Avoid responses at the scale mid-point and neutral responses. The use of neutral response positions had a basis in the past when crude computational methods were unable to cope with missing data. In such cases, non-responses were actually replaced with neutral response values to avoid this problem. The need for such a makeshift solution has long been supplanted by improved computational methods. Consider the following questionnaire item:
The instructor grades fairly.
1) Agree 4) Tend to disagree
2) Tend to agree 5) Disagree
There is no assurance whatsoever that a subject choosing the middle scale position harbors a neutral opinion. A subject's choice of the scale midpoint may result from: Ignorance, Uncooperativeness, Reading difficulty, Reluctance to answer, or Inapplicability.
In all the above cases, the investigator's best hope is that the subject will not respond at all.
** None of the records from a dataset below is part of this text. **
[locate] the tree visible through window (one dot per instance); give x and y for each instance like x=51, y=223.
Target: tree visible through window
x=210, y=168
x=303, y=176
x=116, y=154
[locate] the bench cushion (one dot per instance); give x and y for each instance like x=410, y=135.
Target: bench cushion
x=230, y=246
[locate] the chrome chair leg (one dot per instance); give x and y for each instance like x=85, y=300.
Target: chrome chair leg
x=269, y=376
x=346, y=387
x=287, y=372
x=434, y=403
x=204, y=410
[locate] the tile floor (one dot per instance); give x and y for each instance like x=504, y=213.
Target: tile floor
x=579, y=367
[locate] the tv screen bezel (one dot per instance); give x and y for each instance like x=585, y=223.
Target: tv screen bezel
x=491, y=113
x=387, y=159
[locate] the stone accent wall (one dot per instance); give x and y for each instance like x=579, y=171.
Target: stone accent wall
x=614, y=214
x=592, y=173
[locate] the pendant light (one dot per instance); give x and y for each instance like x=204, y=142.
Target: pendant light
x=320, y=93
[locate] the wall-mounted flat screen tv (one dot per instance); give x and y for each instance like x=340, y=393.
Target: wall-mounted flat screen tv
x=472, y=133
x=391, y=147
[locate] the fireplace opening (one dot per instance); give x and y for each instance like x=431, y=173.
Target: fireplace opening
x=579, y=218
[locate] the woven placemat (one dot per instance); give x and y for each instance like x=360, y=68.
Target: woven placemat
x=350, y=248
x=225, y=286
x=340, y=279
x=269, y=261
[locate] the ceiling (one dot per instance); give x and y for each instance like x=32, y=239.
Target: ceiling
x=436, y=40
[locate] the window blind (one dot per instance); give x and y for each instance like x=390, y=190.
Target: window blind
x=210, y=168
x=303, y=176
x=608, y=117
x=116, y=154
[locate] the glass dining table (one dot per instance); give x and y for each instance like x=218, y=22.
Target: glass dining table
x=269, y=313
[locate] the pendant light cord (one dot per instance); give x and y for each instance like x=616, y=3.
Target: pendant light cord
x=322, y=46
Unfortunately, the seemingly innocuous middle position counts, and, when a number of subjects choose it for invalid reasons, the average response level is raised or lowered erroneously (unless, of course, the mean of the valid responses is exactly at the scale midpoint).
In the absence of a neutral position, responders sometimes tend to resist making a choice in one direction or the other. Under this circumstance, the following strategies may alleviate the problem:
1)Encourage omission of a response when a decision cannot be reached.
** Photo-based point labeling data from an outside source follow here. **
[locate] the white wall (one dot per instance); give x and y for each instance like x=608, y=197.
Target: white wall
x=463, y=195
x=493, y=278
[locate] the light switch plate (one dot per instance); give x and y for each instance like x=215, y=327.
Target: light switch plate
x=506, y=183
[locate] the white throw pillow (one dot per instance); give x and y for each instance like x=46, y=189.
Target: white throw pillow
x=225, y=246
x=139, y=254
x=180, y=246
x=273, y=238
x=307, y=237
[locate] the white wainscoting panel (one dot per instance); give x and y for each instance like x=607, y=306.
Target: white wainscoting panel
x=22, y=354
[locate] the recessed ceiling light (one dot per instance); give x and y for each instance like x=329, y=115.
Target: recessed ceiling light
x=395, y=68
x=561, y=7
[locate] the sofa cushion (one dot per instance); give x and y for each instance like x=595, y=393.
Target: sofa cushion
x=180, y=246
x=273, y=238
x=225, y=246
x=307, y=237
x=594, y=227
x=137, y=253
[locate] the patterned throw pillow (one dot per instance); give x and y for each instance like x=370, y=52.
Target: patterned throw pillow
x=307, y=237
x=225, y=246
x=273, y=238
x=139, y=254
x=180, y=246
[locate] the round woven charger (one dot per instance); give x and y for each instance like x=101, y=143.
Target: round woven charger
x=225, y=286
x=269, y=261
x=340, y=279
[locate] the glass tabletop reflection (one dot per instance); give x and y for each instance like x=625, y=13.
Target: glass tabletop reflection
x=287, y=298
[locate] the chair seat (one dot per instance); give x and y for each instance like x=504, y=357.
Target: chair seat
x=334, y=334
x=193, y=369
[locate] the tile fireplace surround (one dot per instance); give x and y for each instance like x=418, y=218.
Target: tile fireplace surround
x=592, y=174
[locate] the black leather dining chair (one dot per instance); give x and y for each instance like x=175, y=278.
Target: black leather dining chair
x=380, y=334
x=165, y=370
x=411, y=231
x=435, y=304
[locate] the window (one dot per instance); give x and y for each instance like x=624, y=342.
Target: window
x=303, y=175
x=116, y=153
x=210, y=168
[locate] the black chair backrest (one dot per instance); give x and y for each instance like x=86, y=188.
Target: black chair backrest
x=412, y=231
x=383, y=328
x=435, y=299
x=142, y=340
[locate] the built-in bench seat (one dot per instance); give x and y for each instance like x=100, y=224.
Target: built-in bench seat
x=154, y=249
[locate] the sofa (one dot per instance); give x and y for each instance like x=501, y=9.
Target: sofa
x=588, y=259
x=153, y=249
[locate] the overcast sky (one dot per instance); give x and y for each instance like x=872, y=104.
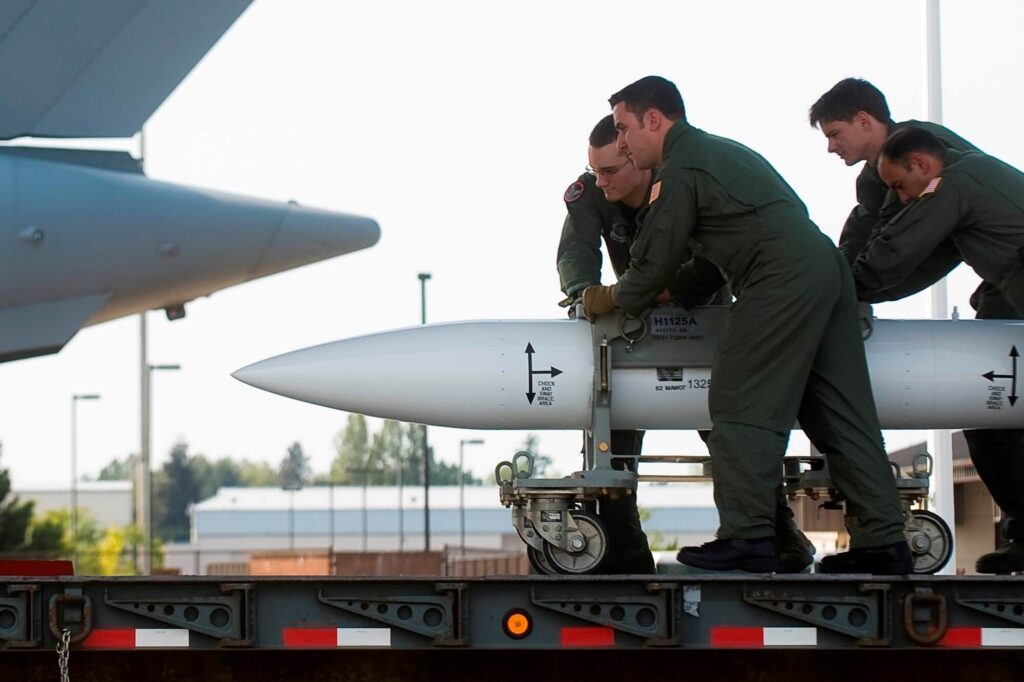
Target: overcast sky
x=458, y=127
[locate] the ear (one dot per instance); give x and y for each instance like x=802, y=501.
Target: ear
x=922, y=162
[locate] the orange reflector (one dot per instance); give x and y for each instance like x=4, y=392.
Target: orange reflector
x=517, y=624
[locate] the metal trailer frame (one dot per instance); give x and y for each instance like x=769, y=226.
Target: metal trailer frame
x=555, y=516
x=679, y=612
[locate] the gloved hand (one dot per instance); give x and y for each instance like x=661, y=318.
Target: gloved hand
x=598, y=300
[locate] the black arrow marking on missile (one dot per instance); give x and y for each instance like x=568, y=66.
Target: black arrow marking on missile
x=991, y=376
x=554, y=372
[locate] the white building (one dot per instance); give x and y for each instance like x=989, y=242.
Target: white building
x=238, y=520
x=107, y=502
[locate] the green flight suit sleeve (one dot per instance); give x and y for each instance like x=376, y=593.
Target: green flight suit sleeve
x=933, y=268
x=660, y=247
x=864, y=216
x=908, y=240
x=580, y=246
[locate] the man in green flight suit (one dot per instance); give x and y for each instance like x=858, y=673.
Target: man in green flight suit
x=604, y=204
x=793, y=347
x=978, y=203
x=854, y=117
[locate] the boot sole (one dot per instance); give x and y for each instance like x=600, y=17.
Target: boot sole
x=750, y=565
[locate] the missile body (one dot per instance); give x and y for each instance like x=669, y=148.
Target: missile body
x=547, y=374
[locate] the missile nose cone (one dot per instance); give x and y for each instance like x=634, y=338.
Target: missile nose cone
x=307, y=236
x=463, y=375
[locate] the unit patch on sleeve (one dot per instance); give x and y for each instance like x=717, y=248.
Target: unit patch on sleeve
x=573, y=193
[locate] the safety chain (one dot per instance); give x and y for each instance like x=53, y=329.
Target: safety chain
x=64, y=652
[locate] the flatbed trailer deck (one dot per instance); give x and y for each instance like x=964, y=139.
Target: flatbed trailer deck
x=513, y=627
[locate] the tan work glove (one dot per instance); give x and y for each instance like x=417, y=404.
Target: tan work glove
x=598, y=300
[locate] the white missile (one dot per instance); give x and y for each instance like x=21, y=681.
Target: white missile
x=541, y=374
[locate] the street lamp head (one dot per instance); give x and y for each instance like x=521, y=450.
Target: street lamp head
x=164, y=367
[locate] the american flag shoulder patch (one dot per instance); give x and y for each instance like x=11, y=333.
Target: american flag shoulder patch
x=932, y=186
x=655, y=190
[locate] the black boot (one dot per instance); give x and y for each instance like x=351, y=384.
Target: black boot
x=1007, y=559
x=629, y=551
x=758, y=555
x=892, y=559
x=796, y=552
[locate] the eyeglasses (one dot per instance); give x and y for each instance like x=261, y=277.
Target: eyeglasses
x=607, y=172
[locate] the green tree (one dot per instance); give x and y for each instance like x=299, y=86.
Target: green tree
x=256, y=474
x=542, y=463
x=174, y=488
x=412, y=472
x=352, y=449
x=123, y=469
x=14, y=515
x=48, y=535
x=294, y=471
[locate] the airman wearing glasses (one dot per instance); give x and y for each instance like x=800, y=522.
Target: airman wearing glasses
x=602, y=205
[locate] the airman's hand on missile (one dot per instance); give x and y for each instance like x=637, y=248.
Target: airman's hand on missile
x=598, y=300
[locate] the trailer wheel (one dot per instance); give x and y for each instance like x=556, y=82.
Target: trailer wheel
x=590, y=557
x=931, y=541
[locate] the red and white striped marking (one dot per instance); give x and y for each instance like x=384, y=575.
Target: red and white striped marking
x=136, y=638
x=587, y=637
x=743, y=638
x=322, y=638
x=975, y=637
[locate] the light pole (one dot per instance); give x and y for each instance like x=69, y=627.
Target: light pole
x=330, y=549
x=401, y=510
x=143, y=478
x=426, y=451
x=462, y=494
x=291, y=513
x=74, y=458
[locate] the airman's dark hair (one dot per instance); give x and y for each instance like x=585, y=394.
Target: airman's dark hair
x=847, y=98
x=905, y=141
x=651, y=92
x=603, y=133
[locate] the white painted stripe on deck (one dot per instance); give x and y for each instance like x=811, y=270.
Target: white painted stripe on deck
x=364, y=637
x=161, y=638
x=1003, y=636
x=791, y=636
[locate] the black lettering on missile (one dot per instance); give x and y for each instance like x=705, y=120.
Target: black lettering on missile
x=991, y=376
x=547, y=387
x=675, y=327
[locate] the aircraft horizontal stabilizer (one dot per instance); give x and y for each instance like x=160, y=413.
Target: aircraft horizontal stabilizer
x=99, y=69
x=27, y=331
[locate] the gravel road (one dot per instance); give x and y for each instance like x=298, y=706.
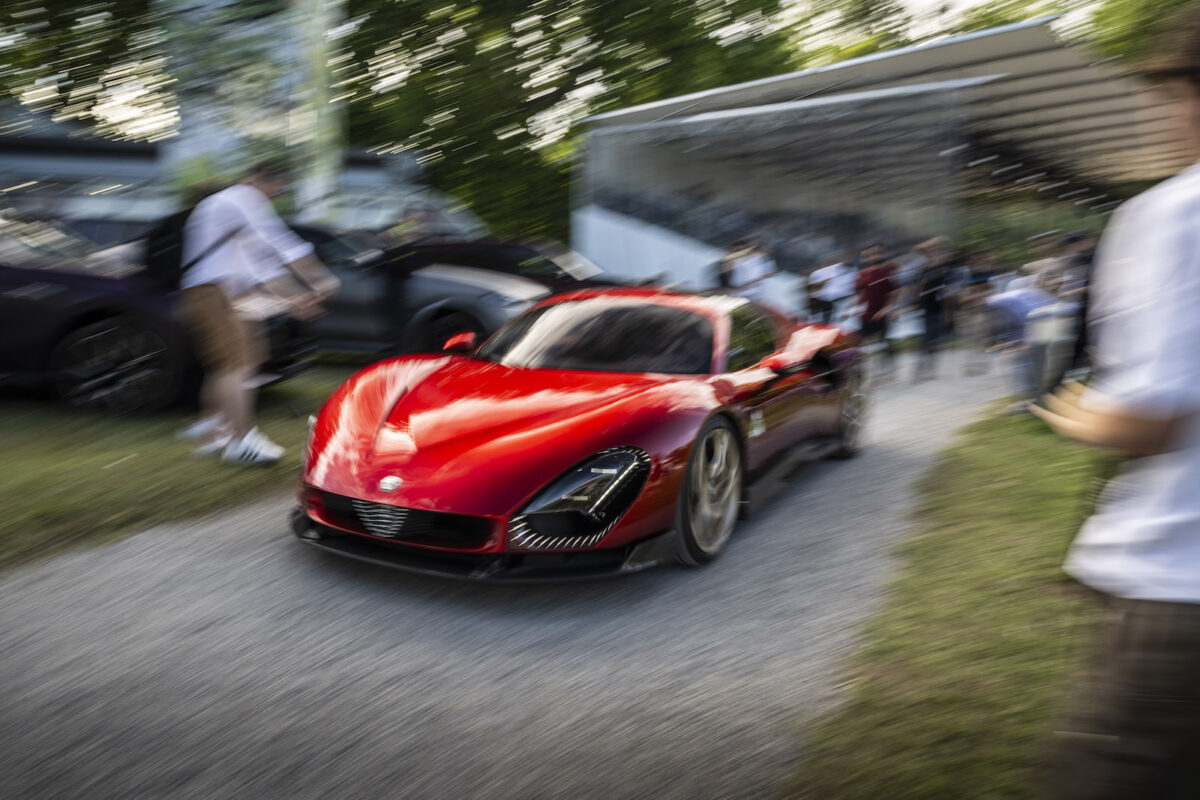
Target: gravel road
x=223, y=659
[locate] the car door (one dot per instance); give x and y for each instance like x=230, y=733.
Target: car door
x=358, y=317
x=30, y=300
x=769, y=402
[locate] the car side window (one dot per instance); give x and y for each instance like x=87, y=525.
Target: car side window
x=751, y=337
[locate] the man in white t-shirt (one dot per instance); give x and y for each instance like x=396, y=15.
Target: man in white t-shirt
x=829, y=288
x=1138, y=734
x=235, y=244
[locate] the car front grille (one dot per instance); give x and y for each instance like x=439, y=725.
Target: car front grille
x=411, y=525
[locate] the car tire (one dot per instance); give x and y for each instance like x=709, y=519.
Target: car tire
x=119, y=365
x=851, y=417
x=711, y=497
x=448, y=325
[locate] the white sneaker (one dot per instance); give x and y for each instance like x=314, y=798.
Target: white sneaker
x=201, y=428
x=253, y=449
x=213, y=447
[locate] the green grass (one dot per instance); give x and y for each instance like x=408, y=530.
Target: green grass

2)Word responses so that a firm stand may be avoided, e.g., "tend to disagree."
3) If possible, help responders with reading or interpretation problems, but take care to do so impartially and carefully document the procedure so that it may be inspected for possible introduction of bias.
4) Include options explaining inability to respond, such as "not applicable," "no basis for judgment," "prefer not to answer."
The preceding discussion notwithstanding, there are some items that virtually require a neutral position. Examples are:
How much time do you spend on this job now?
1) Less than before 2) About the same 3) More time
The amount of homework for this course was
1) too little 2) reasonable 3) too great
It would be unrealistic to expect a responder to judge a generally comparable or satisfactory situation as being on one side or another of the scale midpoint.
Avoid asking responders to rank responses. Responders cannot be reasonably expected to rank more than about six things at a time, and many of them misinterpret directions or make mistakes in responding. To help alleviate this latter problem, ranking questions may be framed as follows:
Following are three colors for office walls:
1) Beige 2) Ivory 3) Light green
Which color do you like best? _____
Which color do you like second best? _____
Which color do you like least? _____
By carefully evaluating the need of every question used in an instrument and carefully wording the responses, you will collect information which will yield more satisfactory and meaningful results.
Dillman, D. A. (1978). Mail and telephone surveys: The total design method. New York: John Wiley.
Frary, R.B. (1996) Brief Guide to Questionnaires Development. Washington, DC: ERIC Clearinghouse on Assessment and Evaluation (30 pages).
Grunlund, N.E. (1993) How to make achievement tests and assessments. Needham Heights, MA: Allyn and Bacon.
Hinkle, D. E., Oliver, J. D., & Hinkle, C. A. (1985). How large should the sample be? Part II--the one-sample case. Educational and Psychological Measurement, 45, 271-280.